3.1. Namens appellanten is in hoger beroep, kort samengevat, aangevoerd dat de rechtbank en de Svb niet voldoende hebben getoetst of het Marokkaanse vonnis beschouwd kan worden als een ontzetting van het ouderlijk gezag. Appellanten menen dat een onderzoek door bijvoorbeeld het Internationaal Juridisch Instituut aangewezen was geweest.
3.2. Ter zitting is namens appellanten verzocht om toekenning van een schadevergoeding omdat de redelijke termijn als bedoeld in artikel 6 van het Europees Verdrag tot bescherming van de rechten van de mens en de fundamentele vrijheden (EVRM) is geschonden.
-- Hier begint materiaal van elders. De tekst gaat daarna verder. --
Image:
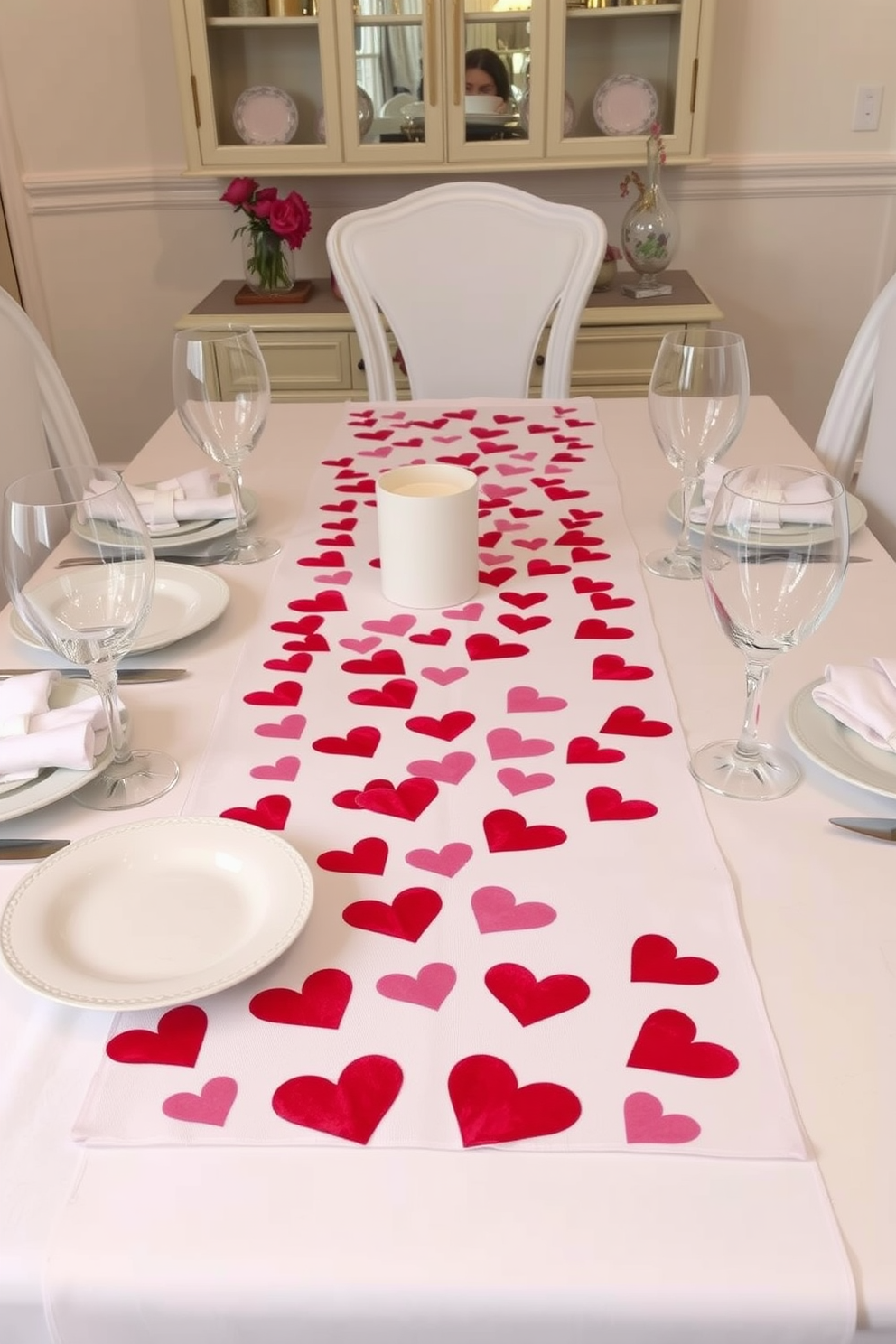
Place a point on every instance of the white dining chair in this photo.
(41, 422)
(857, 437)
(466, 275)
4. De Raad overweegt het volgende.
4.1.1. Tussen partijen is in hoger beroep in geschil of de rechtbank terecht heeft besloten de rechtsgevolgen van de vernietigde bestreden besluiten in stand te laten. Daarbij spitst het geschil zich toe op de vraag of appellanten na het overlijden van hun vader op 29 juni 2003 ouderloos waren in de zin van de ANW.
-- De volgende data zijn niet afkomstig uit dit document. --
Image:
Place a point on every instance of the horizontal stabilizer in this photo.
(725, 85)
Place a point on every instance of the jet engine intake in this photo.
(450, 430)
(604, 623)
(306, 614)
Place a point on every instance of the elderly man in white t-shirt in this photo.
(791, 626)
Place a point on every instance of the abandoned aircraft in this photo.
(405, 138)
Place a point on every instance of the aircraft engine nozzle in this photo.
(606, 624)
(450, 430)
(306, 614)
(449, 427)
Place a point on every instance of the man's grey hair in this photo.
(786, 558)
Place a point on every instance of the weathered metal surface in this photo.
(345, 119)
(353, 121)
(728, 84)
4.1.2. In artikel 26 van de ANW is bepaald dat een kind dat door het overlijden van een verzekerde ouderloos is geworden recht heeft op een wezenuitkering. Voorts is in artikel 9 van de ANW bepaald dat in die wet mede als ouderloos wordt aangemerkt het kind over wie de overlevende ouder geen gezag heeft wegens ontzetting daarvan.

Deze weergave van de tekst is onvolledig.